Life expectancy is increasing by the equivalent of five hours per day according to TEAN experts in age and employment in the UK. When we consider this over the course of one year that’s almost three months a year; there’s no denying that we are living longer.
The pension age is also rising which means that we are also working longer and TEAN have suggested that by 2020 a third of the UK’s workforce will be over 50.
SMEs are at risk
However, small to medium enterprises (SMEs) are putting their growth and development at risk by failing to adapt to the quickly changing workforce. Almost half of SMEs admit to having no activities in place to ensure they have access to skilled and diverse people of all ages.
An ageing population is aggregating an increasingly age diverse labour market, but few small businesses are doing enough to appeal to workers of different ages in order to benefit from the diversity they offer.
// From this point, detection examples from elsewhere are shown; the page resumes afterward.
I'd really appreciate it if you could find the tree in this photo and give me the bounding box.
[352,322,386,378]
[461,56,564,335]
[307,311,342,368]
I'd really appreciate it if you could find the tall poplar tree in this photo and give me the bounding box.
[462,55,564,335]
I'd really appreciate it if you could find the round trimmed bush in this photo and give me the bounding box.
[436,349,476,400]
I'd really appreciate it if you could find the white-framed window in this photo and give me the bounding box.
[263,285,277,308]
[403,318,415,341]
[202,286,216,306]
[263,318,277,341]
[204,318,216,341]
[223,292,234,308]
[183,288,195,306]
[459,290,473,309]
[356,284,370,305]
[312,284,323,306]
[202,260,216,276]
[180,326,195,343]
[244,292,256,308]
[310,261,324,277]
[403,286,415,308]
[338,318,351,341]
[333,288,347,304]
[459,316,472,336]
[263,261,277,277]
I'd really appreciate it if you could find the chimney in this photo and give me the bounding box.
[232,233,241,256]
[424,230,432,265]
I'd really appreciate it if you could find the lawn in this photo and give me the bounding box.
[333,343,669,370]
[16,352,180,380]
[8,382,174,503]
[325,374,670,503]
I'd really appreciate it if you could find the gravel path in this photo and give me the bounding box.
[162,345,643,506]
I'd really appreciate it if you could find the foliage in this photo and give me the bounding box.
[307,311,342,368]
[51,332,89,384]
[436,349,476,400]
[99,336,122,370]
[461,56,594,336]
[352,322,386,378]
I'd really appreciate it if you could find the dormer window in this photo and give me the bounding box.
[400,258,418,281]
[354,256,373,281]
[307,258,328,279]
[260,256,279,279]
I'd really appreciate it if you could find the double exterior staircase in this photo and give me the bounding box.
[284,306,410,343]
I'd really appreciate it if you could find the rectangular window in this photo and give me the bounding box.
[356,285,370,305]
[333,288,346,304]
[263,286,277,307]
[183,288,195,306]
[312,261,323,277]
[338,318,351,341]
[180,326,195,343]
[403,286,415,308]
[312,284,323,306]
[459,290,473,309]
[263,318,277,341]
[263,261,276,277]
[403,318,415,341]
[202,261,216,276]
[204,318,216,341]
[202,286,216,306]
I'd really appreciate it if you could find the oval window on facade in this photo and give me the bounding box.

This information materialises due to the latest study by the professional body for HR, CIPD, which explores the benefits of age diversity in an SME environment by gathering the views of almost 600 senior decision makers in SMEs across the UK.
Age diversity is essential
It also found that small businesses on the whole believe that a diverse workforce benefits a business with not only improved knowledge sharing, but that it also brings better problem solving skills and more enhanced customer service.
Older workers were also seen in an extremely positive light – nine out of ten SMEs said they have a valuable contribution to make. Only a small percentage saw no benefits at all.
Public policy advisor at CIPD, Dianah Worman, said: “Our research into age diversity in SMEs paints a largely positive picture. It’s good to see that small businesses, just like their large business peers, clearly see the benefits of an age diverse workforce.”
Despite the benefits of a diverse workforce the research shows that SMEs are not doing as much as they could to attract, recruit and support workers of diverse ages.
While SMEs believe that training older employees is a good return on their investment, there are other areas where they need to improve their offering to ensure that they can support more mature employees.
Too young to manage?
It’s not just the elderly who are under fire as the survey also found that almost half of SMEs believe that young managers struggle to manage them.
That being said, age discrimination effects mature workers most with 60% of those SMEs surveyed acknowledging that they have never recruited mature workers over the age of 65. This may also explain why only 5% of workers in UK SMEs fall into the 65+bracket.
Worman added: “Some are working hard to cater for different workers of different ages but, on the whole, we found that small businesses have a lot more to do if they are to tap into the full range of benefits of an age diverse workforce can bring.
“Employers are currently missing a trick by not offering flexible working to all employees and by not adapting to the changing needs of a changing workforce.